Characterization of multiple CD34+ cell populations in cord blood

Unlike granulocyte colony-stimulating factor (G-CSF)-mobilized peripheral blood, which show a single homogeneous population of CD34(+) cells, umbilical cord blood ( CB) CD34(+) cells are present as multiple populations, CD34(regular) and CD34(bright) (the latter comprising 7.0 - 58.2% of the total CD34(+) cells), using the ProCOUNT(TM) procedure or with anti-CD34 labeling of immunoselected cells. The CD34regular population contains cells with high forward scatter (CD34(regular)FSC(high)) and with low forward scatter (CD34(regular) FSClow). Immunomagnetically selected CD34(+) cells, sorted into CD34(regular), CD34(regular) FSChigh, CD34(regular)FSC(low), and CD34(bright) cell populations, were used in in vitro assays: only the CD34(regular)FSC(high) population transmigrated and showed growth of colony-forming unit (CFU) and long-term culture initiating cells ( LTC-IC) colonies.
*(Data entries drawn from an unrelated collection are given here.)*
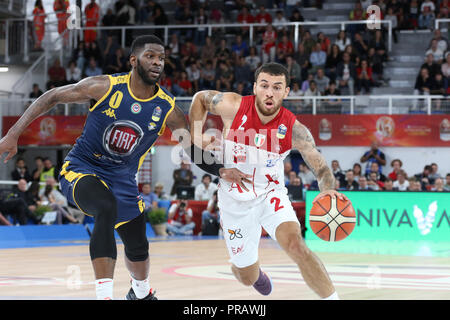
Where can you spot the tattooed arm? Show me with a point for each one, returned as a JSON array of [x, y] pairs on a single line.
[[303, 141], [83, 91]]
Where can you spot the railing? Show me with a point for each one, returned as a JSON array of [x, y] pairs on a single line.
[[439, 21], [360, 104], [77, 33]]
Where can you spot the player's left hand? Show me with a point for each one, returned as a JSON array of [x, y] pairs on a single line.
[[234, 175], [333, 193]]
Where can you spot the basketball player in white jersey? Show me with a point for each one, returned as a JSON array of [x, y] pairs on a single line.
[[258, 134]]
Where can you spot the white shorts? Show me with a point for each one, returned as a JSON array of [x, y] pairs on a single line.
[[242, 224]]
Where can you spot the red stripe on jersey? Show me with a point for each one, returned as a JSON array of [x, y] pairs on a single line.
[[274, 136]]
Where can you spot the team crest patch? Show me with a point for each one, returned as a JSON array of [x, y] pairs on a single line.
[[136, 108], [259, 139], [156, 116], [281, 133], [151, 126]]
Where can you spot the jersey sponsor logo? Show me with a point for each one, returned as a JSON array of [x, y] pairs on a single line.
[[281, 133], [235, 234], [136, 108], [259, 139], [156, 116], [122, 137]]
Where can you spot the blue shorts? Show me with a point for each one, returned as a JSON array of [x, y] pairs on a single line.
[[121, 183]]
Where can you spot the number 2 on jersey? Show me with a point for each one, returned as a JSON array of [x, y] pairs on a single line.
[[277, 203]]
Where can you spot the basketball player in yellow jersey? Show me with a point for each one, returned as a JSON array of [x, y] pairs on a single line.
[[98, 175], [258, 134]]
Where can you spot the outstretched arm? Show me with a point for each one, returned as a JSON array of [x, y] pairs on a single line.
[[83, 91], [177, 123], [303, 141]]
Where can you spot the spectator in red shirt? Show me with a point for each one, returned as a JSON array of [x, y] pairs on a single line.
[[396, 165], [364, 77], [245, 17], [284, 48], [57, 74]]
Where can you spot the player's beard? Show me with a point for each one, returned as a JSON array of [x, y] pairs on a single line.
[[260, 105], [144, 75]]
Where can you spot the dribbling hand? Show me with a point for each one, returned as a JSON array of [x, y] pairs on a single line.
[[8, 144], [234, 175]]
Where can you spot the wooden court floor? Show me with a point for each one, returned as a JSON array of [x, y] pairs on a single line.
[[199, 270]]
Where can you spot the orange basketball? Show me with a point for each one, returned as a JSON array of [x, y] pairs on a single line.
[[332, 219]]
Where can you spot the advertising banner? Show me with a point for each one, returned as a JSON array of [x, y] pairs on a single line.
[[395, 215], [327, 130]]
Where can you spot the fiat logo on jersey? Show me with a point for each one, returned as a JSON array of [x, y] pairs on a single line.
[[122, 137], [259, 139]]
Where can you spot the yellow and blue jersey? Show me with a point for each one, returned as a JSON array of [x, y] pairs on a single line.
[[119, 131]]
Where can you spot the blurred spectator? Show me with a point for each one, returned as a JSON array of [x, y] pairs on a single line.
[[424, 178], [357, 171], [438, 185], [212, 212], [150, 198], [325, 42], [182, 177], [332, 61], [447, 182], [39, 24], [284, 48], [295, 72], [350, 183], [93, 70], [180, 219], [337, 171], [362, 184], [224, 77], [389, 185], [426, 17], [56, 74], [193, 75], [240, 47], [401, 183], [92, 13], [302, 59], [321, 80], [253, 59], [438, 54], [342, 41], [434, 174], [373, 182], [346, 73], [280, 18], [333, 105], [36, 92], [205, 190], [269, 44], [207, 76], [364, 77], [243, 73], [21, 171], [317, 58], [208, 50], [423, 85], [312, 91], [374, 155], [305, 174], [200, 32], [396, 165], [73, 73], [394, 22]]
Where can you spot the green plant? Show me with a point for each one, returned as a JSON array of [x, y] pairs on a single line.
[[41, 210], [157, 216]]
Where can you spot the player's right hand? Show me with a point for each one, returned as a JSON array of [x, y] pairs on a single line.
[[234, 175], [8, 144]]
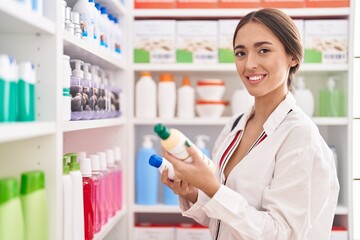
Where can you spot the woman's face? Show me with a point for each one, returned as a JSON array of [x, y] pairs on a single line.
[[261, 61]]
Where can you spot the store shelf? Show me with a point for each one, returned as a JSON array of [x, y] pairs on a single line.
[[161, 208], [110, 225], [72, 126], [22, 20], [236, 13], [96, 55], [18, 131], [226, 67]]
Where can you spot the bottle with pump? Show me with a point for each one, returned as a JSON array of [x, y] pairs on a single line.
[[97, 194], [77, 193], [26, 92], [186, 99], [200, 143], [304, 97], [76, 91], [88, 188], [146, 177], [11, 216], [332, 100], [67, 202], [166, 96], [173, 141], [145, 95], [34, 205]]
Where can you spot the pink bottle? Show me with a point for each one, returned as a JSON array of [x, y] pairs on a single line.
[[112, 183], [88, 188], [105, 182], [118, 165], [98, 181]]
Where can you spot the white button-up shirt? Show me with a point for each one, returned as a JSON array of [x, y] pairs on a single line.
[[284, 188]]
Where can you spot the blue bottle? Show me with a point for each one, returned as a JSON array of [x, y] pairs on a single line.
[[146, 176]]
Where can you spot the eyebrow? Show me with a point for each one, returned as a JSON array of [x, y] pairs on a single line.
[[257, 44]]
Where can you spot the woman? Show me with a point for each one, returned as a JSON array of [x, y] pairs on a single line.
[[276, 176]]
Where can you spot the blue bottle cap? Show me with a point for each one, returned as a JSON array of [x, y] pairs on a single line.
[[155, 160]]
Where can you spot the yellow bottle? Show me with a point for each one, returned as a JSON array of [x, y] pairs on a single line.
[[173, 141]]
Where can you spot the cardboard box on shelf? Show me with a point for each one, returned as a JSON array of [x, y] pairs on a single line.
[[326, 3], [239, 3], [283, 3], [326, 41], [154, 41], [197, 42]]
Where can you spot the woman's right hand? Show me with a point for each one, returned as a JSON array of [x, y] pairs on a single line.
[[180, 187]]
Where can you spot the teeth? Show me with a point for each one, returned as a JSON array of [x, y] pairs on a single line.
[[254, 78]]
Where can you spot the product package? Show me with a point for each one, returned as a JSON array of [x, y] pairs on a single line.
[[154, 41], [197, 42], [326, 41]]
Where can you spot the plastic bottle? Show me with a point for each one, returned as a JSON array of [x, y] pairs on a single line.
[[77, 192], [304, 97], [66, 99], [11, 217], [332, 100], [6, 101], [86, 83], [173, 141], [84, 8], [104, 192], [119, 169], [67, 202], [26, 92], [98, 187], [200, 143], [76, 90], [186, 99], [88, 189], [241, 101], [146, 177], [34, 205], [145, 95], [166, 96]]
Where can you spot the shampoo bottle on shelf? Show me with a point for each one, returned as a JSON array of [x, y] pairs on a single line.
[[332, 100], [304, 97], [173, 141], [11, 216], [200, 143], [26, 92], [166, 96], [145, 97], [186, 99], [34, 205], [146, 177], [68, 226], [77, 192], [88, 188]]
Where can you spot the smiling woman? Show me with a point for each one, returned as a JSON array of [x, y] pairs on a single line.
[[276, 176]]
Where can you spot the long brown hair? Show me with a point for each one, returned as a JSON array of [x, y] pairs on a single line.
[[284, 29]]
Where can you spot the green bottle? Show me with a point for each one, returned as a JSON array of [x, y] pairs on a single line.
[[34, 203], [332, 101], [26, 92], [11, 217]]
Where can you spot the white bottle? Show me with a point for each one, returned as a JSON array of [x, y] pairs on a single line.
[[84, 8], [241, 101], [162, 164], [186, 100], [304, 98], [66, 88], [166, 96], [77, 193], [145, 102], [67, 202]]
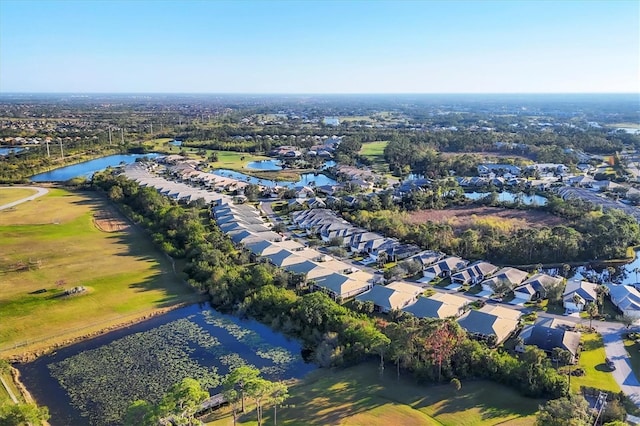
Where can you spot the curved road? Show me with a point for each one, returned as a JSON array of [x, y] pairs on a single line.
[[40, 192]]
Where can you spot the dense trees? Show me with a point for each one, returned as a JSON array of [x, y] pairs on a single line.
[[587, 235], [246, 381], [336, 335]]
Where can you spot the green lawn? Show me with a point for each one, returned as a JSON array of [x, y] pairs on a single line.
[[633, 349], [9, 194], [56, 241], [374, 150], [592, 361], [357, 396]]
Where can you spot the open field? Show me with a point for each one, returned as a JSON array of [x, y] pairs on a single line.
[[53, 244], [374, 151], [9, 194], [357, 396], [461, 218], [592, 361]]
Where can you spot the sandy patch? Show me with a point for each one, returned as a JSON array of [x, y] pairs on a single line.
[[464, 217], [108, 220]]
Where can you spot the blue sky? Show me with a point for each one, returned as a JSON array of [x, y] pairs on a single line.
[[320, 47]]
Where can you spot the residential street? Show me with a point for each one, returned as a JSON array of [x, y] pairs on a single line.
[[611, 331]]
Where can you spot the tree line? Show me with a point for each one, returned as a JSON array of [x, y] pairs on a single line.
[[334, 334]]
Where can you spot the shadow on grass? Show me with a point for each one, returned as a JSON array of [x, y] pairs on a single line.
[[140, 247]]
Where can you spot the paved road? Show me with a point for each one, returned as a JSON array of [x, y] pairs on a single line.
[[616, 352], [611, 331], [40, 192]]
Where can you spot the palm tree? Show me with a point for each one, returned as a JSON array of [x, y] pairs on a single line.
[[592, 310], [601, 291]]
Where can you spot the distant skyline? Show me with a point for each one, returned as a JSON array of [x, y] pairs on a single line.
[[320, 47]]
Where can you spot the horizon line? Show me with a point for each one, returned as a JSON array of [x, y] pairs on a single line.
[[309, 93]]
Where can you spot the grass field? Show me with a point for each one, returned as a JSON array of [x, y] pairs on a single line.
[[374, 150], [9, 194], [357, 396], [592, 361], [53, 244]]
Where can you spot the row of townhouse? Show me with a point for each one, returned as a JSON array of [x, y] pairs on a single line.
[[246, 227], [329, 227], [187, 172]]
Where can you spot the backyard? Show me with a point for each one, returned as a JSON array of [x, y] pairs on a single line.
[[357, 396]]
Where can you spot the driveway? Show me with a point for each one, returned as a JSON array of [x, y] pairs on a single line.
[[616, 352], [40, 192]]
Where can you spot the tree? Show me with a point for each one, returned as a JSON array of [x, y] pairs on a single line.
[[22, 414], [279, 393], [592, 311], [239, 378], [442, 342], [140, 413], [601, 291], [234, 399], [183, 400], [455, 382], [567, 411], [626, 320]]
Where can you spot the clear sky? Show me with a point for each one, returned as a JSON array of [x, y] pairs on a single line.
[[320, 47]]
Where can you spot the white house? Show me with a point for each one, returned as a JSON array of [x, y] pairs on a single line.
[[626, 298], [577, 294]]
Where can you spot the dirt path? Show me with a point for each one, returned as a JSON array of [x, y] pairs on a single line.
[[40, 192], [11, 395]]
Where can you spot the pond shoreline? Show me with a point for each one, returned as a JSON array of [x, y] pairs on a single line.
[[33, 354]]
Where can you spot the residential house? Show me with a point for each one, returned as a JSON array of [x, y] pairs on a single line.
[[505, 276], [340, 286], [443, 268], [535, 287], [548, 334], [358, 242], [626, 298], [394, 296], [577, 294], [474, 273], [428, 257], [438, 305], [491, 320]]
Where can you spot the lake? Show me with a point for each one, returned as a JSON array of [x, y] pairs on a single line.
[[95, 379], [88, 168], [509, 197], [275, 165], [306, 179]]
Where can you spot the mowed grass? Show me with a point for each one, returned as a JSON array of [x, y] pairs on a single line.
[[357, 396], [592, 361], [9, 194], [374, 151], [125, 276]]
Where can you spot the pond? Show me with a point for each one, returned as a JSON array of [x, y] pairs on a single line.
[[509, 197], [88, 168], [10, 150], [306, 179], [93, 382]]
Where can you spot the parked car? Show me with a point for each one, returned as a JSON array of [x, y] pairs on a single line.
[[610, 364]]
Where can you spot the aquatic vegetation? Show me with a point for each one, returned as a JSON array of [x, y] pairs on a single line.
[[102, 382], [206, 345]]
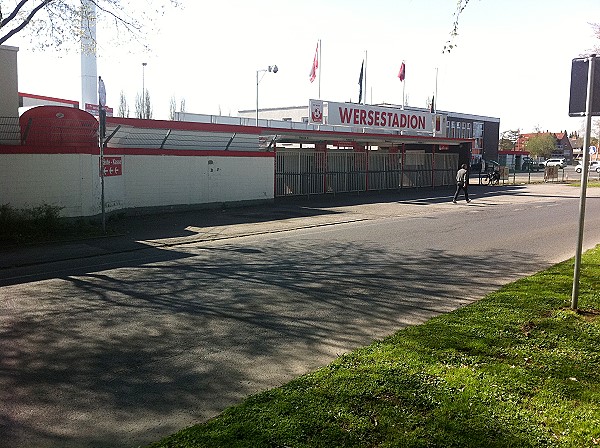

The absolute number of CD34(+) cells in CB samples was determined by ProCOUNT(TM) and Stem Kit(TM) enumeration protocols. In liquid stored CB units, ProCOUNT(TM) and Stem Kit(TM) count differences are accounted for by the enumeration of CD34(bright) cells. Differences between ProCOUNT(TM) and Stem Kit(TM) counts using cryopreserved/thawed samples are accounted for by increased CD34(regular) FS-C-low cell numbers (2.0 +/- 1.4% in liquid stored and 27.8 +/- 14.6% in cryopreserved/thawed samples). The ProCOUNT(TM) assay includes the nonfunctional CD34(bright) and CD34(regular)FSC(low) cells as part of the CD34(+) cell count, thereby elevating the absolute number of CD34(+) cells. Using the Stem Kit(TM) assay method of gating, CD34(bright) and CD34(regular)FSC(low) cells are not counted. Our data indicate that the CD34(regular)FSC(high) cell population has functional characteristics based on the in vitro assays and a more accurate count of these cells can be achieved using the Stem Kit T assay.